Dans la mesure où ceux qui composent Standard and Poor's ne sont « que » des experts indépendants, ils jouissent de la protection du premier amendement de la Constitution étasunienne, qui protège la liberté d'expression. S'il semble que cette protection s'amoindrisse171(*), elle reste toujours largement de mise. Standard and Poor's étant devenue une firme transnationale, les répercussions de son activité ont pu se faire sentir dans chaque Etat du monde. Pour autant, pendant longtemps, il s'agissait d'un « angle mort de la réglementation »172(*). Si ce n'est plus tout à fait le cas aujourd'hui, les réglementations en la matière sont encore parcellaires. Rien n'est institué au niveau de l'Union européenne, ni aux Etats-Unis, même si cela a été évoqué173(*). En France, par exemple, un mécanisme de responsabilité délictuelle et quasi-délictuelle n'a été instauré qu'en 2010174(*).
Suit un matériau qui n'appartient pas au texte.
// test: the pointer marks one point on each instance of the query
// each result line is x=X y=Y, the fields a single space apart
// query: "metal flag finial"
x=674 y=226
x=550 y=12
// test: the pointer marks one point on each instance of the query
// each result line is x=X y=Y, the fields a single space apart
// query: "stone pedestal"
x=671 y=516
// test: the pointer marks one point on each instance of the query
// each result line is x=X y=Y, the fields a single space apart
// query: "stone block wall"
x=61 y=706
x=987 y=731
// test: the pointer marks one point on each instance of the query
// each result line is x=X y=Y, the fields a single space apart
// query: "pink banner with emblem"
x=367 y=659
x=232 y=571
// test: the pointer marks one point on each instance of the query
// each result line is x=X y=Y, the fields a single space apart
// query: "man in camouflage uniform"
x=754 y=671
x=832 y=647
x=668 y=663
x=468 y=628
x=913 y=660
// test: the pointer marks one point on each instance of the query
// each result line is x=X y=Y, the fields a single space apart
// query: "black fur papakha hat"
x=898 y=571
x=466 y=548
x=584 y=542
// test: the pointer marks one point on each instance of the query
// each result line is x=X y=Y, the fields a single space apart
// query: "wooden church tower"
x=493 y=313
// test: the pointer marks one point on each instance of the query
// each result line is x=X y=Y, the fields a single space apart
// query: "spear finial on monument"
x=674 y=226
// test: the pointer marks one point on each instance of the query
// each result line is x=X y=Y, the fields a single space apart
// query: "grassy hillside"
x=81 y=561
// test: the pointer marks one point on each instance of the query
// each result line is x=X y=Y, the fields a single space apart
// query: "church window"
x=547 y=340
Les Etats ont donc été tardifs pour adopter des règles contraignant un tant soit peu l'activité des agences de notation, ou du moins pour évoquer cette possibilité. En évinçant tout système de responsabilité, il y a là le signe - encore une fois - que les agences de notation ne sont pas perçues comme des entreprises comme les autres. Leurs avis ont pu, par là même, acquérir une autorité supplémentaire, un statut de « fait » et non d'opinion175(*). Plus la contestation se fait difficile, et plus les avis de Standard and Poor's ont acquis une prééminence, éloignant un peu plus la possibilité d'engager sa responsabilité. C'est donc un cercle vicieux qui s'est mis en place.

L'immunité de Standard and Poor's n'est bien sûr pas totale, de sorte qu'il est possible de l'accuser d'abus de position dominante par exemple mais la consistance de la notation elle-même ne peut jamais être invoquée devant les tribunaux176(*). Pourtant, ses erreurs ne manquent pas.En effet, Standard and Poor's, entre autres, n'a pas su anticiper, par exemple, la faillite de la société Enron en 2001 ; elle a joué un rôle relativement important dans la crise des subprimes en 2008 ou encore dans la crise grecque en 2010. Plus récemment, fin 2011, Standard and Poor's a abaissé la note de la France « par erreur », alors même que cela a une incidence sur les marchés financiers177(*).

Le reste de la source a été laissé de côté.